The problem for infrastructure plays (and cloud infrastructure software specifically) is whether their most important market (enterprise) sees meaningful benefits from adopting their platform. Cursor vs. Claude Code illustrates this well: both are valid approaches, with Cursor scaling coding agent access across organizations at enterprise-grade reliability and security, while Claude Code takes a different path to the same buyer.
Although it's easy to be bearish on the application layer, that view is mostly driven by investors being limited to public markets (the SaaSpocalypse) versus private markets, where we're seeing accelerated outcomes and growth at an extraordinary pace.
The most interesting metric in this new application layer remains ARR per employee. For all intents and purposes, AI-native orgs run at significantly higher productivity per employee, which is also why the deep headcount cuts at public companies haven't drawn much pushback (most agree, if silently, that those orgs are deeply bloated).
Large incumbents in cloud infrastructure software have struggled to offer obvious "best-in-class" products across most of the AI infra challenges like agent security and observability. This leaves significant room for new AI-native companies to enter and separate themselves from the pack.
Regardless of how much we try to highlight the wider ecosystem, at the center of the AI scaling era there are two companies driving the majority of growth: OpenAI and Anthropic. The race for who scales the most in run-rate this year is wide open and highly volatile.
The competition is not sitting still on fundraising, but in practical terms we have not yet seen real challengers emerge from the neolabs. The most interesting one to track is Safe Superintelligence, thanks to Ilya Sutskever, arguably the individual who has had the biggest impact on deep learning progress in AI over the last 15 years. His primary "opponent" is Demis Hassabis, the single most motivated leader in AI research today, running not just DeepMind but also Isomorphic Labs. Funnily enough, OpenAI was co-founded by Musk as the counterpoint to Demis.
Between the SaaSpocalypse and the significant liquidity in private markets, it's fair to say things can be perceived as frothy.
The counterargument is that the growth rate justifies the premium. While that's clearly a risky bet (stalled adoption would be brutal on valuations), it does make sense.
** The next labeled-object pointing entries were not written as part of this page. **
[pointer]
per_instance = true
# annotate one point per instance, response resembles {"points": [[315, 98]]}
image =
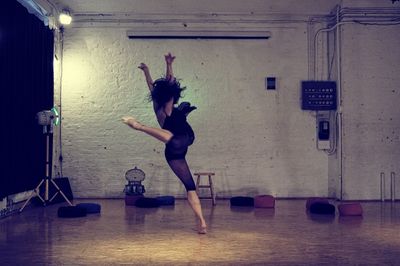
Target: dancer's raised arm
{"points": [[146, 72], [169, 75]]}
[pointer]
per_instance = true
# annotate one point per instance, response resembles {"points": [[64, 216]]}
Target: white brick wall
{"points": [[371, 121], [256, 141]]}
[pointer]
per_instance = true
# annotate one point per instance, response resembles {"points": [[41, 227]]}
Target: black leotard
{"points": [[177, 146], [183, 137]]}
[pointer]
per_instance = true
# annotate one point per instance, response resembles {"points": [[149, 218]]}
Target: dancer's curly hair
{"points": [[164, 90]]}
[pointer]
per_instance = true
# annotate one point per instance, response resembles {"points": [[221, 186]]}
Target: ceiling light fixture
{"points": [[65, 17]]}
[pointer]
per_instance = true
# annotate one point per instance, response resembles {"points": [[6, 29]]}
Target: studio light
{"points": [[65, 17]]}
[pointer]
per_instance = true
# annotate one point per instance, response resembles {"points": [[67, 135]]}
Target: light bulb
{"points": [[65, 18]]}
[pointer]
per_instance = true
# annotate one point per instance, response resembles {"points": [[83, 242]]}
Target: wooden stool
{"points": [[210, 185]]}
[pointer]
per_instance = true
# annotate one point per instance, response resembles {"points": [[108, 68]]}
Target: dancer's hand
{"points": [[143, 67], [132, 122], [169, 58]]}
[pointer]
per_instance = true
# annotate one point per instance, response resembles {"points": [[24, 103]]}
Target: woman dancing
{"points": [[175, 131]]}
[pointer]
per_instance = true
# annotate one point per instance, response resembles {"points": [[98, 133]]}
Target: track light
{"points": [[65, 17]]}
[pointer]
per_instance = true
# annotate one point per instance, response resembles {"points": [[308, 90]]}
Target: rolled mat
{"points": [[242, 201], [71, 212]]}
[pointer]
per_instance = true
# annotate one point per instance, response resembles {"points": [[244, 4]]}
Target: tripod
{"points": [[47, 181]]}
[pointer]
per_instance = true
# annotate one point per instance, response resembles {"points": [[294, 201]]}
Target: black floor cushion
{"points": [[71, 212], [166, 200], [90, 207], [322, 208], [147, 203]]}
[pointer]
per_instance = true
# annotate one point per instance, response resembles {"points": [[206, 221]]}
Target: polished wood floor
{"points": [[165, 236]]}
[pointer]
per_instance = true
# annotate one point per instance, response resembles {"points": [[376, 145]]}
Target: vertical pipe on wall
{"points": [[393, 186], [339, 91], [382, 186]]}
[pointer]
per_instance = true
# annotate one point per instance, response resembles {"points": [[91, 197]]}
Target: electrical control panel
{"points": [[318, 95]]}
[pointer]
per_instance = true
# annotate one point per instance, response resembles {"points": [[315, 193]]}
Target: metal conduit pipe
{"points": [[341, 14]]}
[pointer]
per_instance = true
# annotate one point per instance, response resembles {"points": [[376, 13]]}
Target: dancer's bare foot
{"points": [[132, 122], [202, 229]]}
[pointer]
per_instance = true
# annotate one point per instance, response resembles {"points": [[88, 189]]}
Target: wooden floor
{"points": [[165, 236]]}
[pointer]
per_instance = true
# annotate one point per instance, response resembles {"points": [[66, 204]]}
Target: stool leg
{"points": [[211, 190]]}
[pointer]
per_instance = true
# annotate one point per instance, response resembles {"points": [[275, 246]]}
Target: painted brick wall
{"points": [[371, 121], [256, 141]]}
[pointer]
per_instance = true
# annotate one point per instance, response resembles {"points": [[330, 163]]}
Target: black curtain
{"points": [[26, 69]]}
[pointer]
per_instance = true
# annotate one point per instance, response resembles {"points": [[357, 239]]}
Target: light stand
{"points": [[46, 119]]}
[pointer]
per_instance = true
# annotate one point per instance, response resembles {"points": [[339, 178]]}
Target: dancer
{"points": [[175, 131]]}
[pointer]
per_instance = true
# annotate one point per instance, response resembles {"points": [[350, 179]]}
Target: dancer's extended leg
{"points": [[159, 133], [181, 169]]}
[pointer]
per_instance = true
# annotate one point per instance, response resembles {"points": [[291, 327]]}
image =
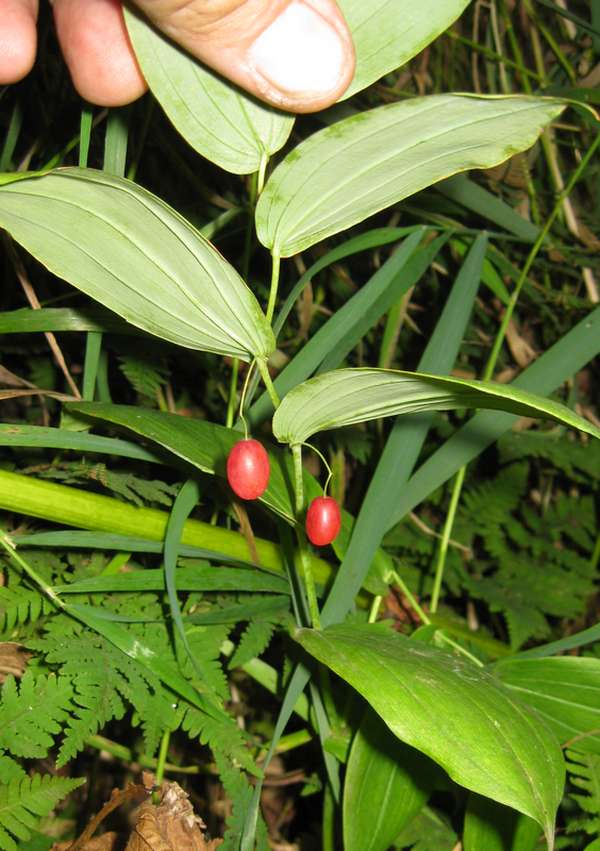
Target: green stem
{"points": [[70, 506], [11, 548], [595, 559], [274, 287], [162, 756], [126, 755], [410, 597], [309, 579], [232, 400], [262, 171], [270, 387], [298, 479], [328, 829], [447, 531]]}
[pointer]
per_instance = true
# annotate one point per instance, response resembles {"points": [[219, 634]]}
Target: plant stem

The "growth slowdown" could also come from a different angle than weaker customer demand: overcrowding in certain markets. High valuations only make sense if someone is the obvious winner of a category, and the difficulty curve to become one is much higher today.
Frothy or not, the opportunity to enter the market from a funding perspective is still very much open, and the same goes for talented individuals looking to move to an AI-native company. That said, the window for the highest returns is likely closing in the next 12 months.